O Gordo (ninguém sabe o nome verdadeiro desse cara) e eu.

- Onde estão o Hide e a Paula? - perguntei. Hide é sempre o primeiro a chegar; e a Paula é a sua sombra ~Paula é um menino, a gente só o chama assim por que ele fica pistola~.

- E como que a gente ia saber? Eles somem sem avisar! - murmurou o Gabriel, claramente furioso. Além de estar sempre preocupado com a gente, ele detesta atrasos.

- Eu pensei que eles estariam com você, Aisó - declarou Carlinhos.

- Comigo? - perguntei - Por que eles estariam comigo? Nós nem conversamos.

- Aqueles dois não conversam com ninguém, quase - murmurou o Gabriel, igual a muita velha rabugenta por ai.

- Por que a gente não desce de uma vez? Isso aqui é um tédio - Disse o João, com pose dramática e tudo.

- Não podemos, é o Hide que verifica se é seguro.

- Isso sem dizer que é ele que nos prende nos equipamentos - murmurou o Carlinhos, ligeiramente envergonhado.

- E se isso não for o bastante, João, lembra que é ele quem sempre salva a sua vida - falei.

- Ah, pelo amor de Deus gente, ele não é tudo isso também. Podemos sobreviver umas duas horinhas sem ele, não é? - começou o João - E Ai-sol-sinha, por favor colabore! Você sempre defende o Hide, nem parece que é minha irmã.

- Mas cara, eu não sou sua irmã. E não me chame assim.

- Agora é, portanto, colabore.

- Eu não sou obrigada a isso. Carlinhos, tem comida por aqui?

- Olha, o Gordo foi pra cozinha faz uns belos cinco minutos...

- Mais que droga Gordo! - gritei e corri para a cozinha.

- AH ISSO MESMO, FALEM MAL DO GORDO FAMINTO E DEPOIS DIGAM QUE SOMOS TODOS UMA FAMÍLIA GRANDE, FELIZ E CARIDOSA! - Bradou o Gordo.

Todos riram.

O Gordo não estava comendo, estava cozinhando. Na verdade, é isso o que ele mais faz, mas certas piadas nunca morrem. Tecnicamente falando, esse gordo não é gordo por "consumir mais calorias do que gasta", ele tem mesmo é um problema na tireoide.

- E ai, o que temos para hoje, Gordo? - perguntei.

- Então, o meu plano era um cozimento apropriado com o trampo de mineiração - ele disse, afinando a voz para que parecesse a minha.

- Correção rápida: o seu plano era produzir um cardápio apropriado com o nosso trabalho de mineração. continue.

- Mais temos um irresponsável cuidando da casa que não sabe adequirir alimentação.

- Mas temos um irresponsável cuidando da casa que não sabe adquirir alimentos, Gordo! - Corrigi.

- Foi o que eu disse.

- Não foi não!

- Foi sim!

- Será possível que vocês não consigam passar um dia sem brigar? - Perguntou o Gabriel - Até parecem crianças!

- Nós somos crianças, Gabe. E a culpa não é minha que o Gordo não sabe ler um dicionário.

- A culpa não é minha se você gosta de dizer que tem o que não tem e que sabe o que não sabe.

- E o Quico?

- Quem raios é Quico, Aisó?

- Caraca Gordo, a cada dia que passa você fica mais burro ou fez mestrado?

- Chega, os dois.

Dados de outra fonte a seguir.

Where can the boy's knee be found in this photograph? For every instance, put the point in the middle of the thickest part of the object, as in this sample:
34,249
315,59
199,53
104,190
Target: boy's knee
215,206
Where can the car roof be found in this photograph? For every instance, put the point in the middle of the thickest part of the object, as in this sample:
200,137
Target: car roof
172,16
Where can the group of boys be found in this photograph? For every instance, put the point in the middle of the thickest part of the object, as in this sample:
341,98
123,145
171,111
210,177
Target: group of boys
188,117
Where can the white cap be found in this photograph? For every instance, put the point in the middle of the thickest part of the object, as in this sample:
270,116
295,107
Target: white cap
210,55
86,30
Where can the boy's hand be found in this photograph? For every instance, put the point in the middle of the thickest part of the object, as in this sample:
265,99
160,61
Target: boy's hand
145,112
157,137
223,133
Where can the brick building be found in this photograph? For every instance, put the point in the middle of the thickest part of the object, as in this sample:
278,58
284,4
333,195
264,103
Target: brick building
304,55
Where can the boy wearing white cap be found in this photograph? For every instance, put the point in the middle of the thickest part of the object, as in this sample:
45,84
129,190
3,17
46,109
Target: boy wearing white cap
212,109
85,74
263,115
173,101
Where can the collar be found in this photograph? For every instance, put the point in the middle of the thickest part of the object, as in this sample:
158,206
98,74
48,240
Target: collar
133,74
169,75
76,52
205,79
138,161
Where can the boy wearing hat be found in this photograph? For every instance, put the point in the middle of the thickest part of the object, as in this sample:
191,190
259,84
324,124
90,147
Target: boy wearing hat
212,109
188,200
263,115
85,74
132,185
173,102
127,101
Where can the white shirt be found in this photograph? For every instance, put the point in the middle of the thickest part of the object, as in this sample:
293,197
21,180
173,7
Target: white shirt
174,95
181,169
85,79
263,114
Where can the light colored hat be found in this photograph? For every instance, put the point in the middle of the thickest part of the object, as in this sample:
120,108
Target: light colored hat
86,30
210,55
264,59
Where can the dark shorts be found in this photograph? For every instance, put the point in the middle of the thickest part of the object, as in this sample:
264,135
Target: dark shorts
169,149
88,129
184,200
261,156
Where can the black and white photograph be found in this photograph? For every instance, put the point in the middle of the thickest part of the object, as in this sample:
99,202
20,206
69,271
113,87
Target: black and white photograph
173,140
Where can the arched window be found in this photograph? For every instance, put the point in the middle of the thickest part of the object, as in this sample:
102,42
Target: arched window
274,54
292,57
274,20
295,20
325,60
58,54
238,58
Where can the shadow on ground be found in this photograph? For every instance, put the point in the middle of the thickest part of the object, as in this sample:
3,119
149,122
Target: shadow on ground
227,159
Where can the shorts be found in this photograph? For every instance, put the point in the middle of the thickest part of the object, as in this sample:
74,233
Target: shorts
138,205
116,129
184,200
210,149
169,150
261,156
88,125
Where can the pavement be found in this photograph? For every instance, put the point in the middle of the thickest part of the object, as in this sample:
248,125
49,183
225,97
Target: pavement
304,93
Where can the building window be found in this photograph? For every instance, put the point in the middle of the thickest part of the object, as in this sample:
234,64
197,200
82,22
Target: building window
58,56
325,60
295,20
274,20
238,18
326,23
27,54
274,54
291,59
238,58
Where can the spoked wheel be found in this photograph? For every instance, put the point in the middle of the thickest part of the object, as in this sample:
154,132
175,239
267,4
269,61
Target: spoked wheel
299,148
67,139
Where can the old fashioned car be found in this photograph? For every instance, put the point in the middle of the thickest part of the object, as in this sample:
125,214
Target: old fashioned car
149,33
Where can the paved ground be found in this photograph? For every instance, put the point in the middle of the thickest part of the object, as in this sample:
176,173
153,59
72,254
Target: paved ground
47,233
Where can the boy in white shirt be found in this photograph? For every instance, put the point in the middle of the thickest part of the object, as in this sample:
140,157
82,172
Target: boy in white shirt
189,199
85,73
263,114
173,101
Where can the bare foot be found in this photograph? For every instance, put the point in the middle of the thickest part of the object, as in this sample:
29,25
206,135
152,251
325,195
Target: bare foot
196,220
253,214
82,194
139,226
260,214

Já tá bom. Aisó, vai com o João e o Carlinhos procurar o Hide e a Paula na delegacia, por favor. Eu ajudo o Gordo - ordenou o Gabriel. Já tinha utilizado o pano de prato para bater na bunda do Gordo antes de entregá-lo ao Gabriel quando o Hide e a Paula entraram na cozinha junto com os outros.

- Galera, senta aí. Agora a cobra vai fumar.

- Mais já? Nem pegamos as pedras ainda! - O João gritou.

- Completamente sem graça - eu declarei.